Green Darkness
- First edition cover
- Author: Anya Seton
- Language: English
- Genre: Historical, Romance novel
- Publisher: Houghton Mifflin
- Publication date: 1 November 1972
- Publication place: United States
- Media type: Print (Hardback & Paperback)
- Pages: 480 pp (first edition, hardback)
- ISBN: 0-340-15979-0 (first edition, hardback)
- OCLC: 59141914

= Green Darkness =

1972 novel by Anya Seton

Green Darkness is a 1972 novel by Anya Seton. It spent six months on The New York Times Best Seller list and became her most popular novel.

==Plot summary==
In the 1960s, young Celia Marsdon is a rich American heiress who, upon her marriage to English aristocrat Richard Marsdon, goes to live at an ancestral manor in Sussex, England. Shortly afterward, strange things begin to occur — Richard begins acting out of character, and Celia starts to have strange fits and visions. Celia's mother, Lily Taylor, has befriended a Hindu guru, Dr. Akananda, and it is he who discovers what's wrong with the young couple. The troubles of the present time can only be solved by revisiting a tragedy from the past.
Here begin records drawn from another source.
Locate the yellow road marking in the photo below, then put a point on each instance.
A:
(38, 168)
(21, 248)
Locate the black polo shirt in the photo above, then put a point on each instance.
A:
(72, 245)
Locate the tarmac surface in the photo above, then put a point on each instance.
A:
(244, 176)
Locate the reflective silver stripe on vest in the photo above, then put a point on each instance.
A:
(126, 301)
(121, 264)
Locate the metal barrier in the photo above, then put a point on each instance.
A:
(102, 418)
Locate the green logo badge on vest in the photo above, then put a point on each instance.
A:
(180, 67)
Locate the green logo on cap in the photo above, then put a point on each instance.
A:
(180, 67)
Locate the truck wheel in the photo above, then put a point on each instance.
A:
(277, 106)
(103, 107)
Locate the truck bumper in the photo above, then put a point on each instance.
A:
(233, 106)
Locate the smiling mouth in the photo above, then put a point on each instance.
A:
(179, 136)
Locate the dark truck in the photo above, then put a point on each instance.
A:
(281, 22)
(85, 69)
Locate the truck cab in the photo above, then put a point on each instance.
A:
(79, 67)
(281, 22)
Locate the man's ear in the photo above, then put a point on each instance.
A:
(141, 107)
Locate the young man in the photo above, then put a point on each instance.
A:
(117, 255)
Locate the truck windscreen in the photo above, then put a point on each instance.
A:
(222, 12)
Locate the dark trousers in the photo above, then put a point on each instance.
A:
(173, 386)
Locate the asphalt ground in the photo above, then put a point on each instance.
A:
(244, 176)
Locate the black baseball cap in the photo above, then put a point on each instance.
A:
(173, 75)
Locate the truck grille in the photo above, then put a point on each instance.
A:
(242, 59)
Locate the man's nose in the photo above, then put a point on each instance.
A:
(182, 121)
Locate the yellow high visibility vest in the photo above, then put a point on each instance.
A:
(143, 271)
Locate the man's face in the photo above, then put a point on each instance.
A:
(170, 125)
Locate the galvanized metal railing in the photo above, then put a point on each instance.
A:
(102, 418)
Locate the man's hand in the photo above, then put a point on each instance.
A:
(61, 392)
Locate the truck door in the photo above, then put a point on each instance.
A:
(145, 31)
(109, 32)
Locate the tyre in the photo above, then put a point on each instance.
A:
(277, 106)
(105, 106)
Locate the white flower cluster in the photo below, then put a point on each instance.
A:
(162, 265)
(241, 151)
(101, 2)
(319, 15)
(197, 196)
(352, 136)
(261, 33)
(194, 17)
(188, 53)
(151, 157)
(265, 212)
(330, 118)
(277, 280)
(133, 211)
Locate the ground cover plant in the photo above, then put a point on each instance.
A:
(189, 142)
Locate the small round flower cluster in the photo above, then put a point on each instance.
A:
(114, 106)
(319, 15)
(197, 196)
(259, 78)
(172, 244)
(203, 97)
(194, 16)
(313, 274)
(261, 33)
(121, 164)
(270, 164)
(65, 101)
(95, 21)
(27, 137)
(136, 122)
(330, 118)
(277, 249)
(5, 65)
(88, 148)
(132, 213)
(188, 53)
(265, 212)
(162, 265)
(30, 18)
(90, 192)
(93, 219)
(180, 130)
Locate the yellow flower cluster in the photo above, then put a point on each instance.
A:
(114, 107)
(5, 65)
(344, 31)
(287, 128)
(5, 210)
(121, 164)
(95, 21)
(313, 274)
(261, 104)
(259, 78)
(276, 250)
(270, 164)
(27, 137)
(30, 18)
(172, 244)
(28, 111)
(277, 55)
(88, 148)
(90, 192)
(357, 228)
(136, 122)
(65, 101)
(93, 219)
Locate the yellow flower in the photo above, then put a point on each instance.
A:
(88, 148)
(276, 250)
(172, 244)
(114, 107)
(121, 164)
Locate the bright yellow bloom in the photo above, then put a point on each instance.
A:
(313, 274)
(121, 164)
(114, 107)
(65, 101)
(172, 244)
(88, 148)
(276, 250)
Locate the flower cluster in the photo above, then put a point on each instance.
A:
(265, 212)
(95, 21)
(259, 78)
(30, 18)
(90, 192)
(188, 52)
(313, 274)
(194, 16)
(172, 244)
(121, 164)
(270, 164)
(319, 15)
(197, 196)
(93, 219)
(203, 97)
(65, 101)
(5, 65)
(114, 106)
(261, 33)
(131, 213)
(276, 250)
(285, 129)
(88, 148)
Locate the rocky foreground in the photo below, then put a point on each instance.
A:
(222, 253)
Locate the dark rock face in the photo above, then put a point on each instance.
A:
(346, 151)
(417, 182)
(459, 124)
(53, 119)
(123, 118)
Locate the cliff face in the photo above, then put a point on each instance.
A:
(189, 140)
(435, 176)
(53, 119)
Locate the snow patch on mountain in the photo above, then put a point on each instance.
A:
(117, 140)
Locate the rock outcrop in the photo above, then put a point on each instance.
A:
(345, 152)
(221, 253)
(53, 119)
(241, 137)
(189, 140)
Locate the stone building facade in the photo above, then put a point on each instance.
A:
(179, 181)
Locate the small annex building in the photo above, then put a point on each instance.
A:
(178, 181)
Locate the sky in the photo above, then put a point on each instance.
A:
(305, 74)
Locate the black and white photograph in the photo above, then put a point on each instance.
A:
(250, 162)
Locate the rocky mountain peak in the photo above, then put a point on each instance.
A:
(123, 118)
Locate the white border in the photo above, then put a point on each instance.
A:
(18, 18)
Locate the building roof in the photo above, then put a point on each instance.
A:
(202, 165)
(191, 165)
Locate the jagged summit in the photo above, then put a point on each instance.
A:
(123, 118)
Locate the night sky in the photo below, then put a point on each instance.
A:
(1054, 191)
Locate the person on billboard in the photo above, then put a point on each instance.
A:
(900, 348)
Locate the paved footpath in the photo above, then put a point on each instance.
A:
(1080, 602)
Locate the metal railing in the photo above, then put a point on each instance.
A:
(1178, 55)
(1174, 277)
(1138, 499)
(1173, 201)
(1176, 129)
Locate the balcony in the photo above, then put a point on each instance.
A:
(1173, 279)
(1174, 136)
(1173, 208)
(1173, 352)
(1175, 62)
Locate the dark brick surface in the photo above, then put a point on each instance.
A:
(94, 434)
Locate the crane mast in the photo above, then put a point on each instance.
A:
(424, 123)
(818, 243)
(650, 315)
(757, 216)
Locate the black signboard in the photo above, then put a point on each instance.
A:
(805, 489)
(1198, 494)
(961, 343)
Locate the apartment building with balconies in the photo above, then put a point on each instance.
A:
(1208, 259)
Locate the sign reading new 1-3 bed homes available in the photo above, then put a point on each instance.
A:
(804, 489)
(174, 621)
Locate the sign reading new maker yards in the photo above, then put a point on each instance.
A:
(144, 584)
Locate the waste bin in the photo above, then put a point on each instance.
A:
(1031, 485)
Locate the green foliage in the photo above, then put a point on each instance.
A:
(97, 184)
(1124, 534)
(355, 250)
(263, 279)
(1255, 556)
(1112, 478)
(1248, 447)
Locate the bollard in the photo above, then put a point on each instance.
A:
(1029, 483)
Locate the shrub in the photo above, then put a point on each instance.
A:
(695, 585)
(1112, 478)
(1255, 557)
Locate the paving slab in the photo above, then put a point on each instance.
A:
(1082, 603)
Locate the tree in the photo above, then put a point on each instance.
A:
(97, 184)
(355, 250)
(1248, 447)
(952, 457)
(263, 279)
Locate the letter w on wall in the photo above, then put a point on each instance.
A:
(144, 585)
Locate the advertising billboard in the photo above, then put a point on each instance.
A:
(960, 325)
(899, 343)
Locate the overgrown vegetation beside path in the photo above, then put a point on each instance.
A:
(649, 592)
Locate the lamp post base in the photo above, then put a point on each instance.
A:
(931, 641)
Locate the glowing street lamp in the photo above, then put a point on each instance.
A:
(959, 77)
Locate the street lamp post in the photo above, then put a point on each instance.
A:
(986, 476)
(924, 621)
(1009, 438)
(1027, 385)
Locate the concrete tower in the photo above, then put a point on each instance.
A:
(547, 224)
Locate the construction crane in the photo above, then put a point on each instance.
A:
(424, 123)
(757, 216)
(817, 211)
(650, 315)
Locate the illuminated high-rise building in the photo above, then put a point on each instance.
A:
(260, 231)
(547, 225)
The book then moves back in time to the reign of Edward VI, as lovely young Celia de Bohun and her guardian aunt take up residence with the noble Catholic family of Anthony Browne as "poor relations." Celia is a fascinating and believable character, full of contradictions and human failings. She is headstrong and impulsive; innocent but coquettish; and can easily attract male attention. She creates a scandal when she becomes infatuated with the family chaplain, Stephen Marsdon, who in turn desires Celia but does not want to break his vow of chastity. They are forced to part, but never forget each other. Time passes; King Edward dies and his persecution of Catholics ends, only to be followed by his successor Queen Mary I's persecution of Protestants; the Browne family fortunes prosper under the Marian reign; and sympathetic characters harden into detestable ones. When Celia and Stephen finally meet again, nothing can stop the passion between them. It ends tragically. The Tudor story and the narrative returns to the 1960s to find resolution in the present and lay to rest the tormented souls of Stephen and Celia so that Richard and his wife can live together happily without visions of their past lives coming between them.

==Historical background==
The Manor House setting in Green Darkness at Ightham Mote was faithfully replicated at Cape Elizabeth, Maine by Charles Henry Robinson. It was named 'Hidden Court' and can still be seen As of 2004.

The Spread Eagle Inn and Cowdray House are real places in Midhurst, West Sussex, England, as is St Ann's Hill, where Midhurst Castle once stood.

== Reception ==
Green Darkness was reviewed by Kirkus Reviews.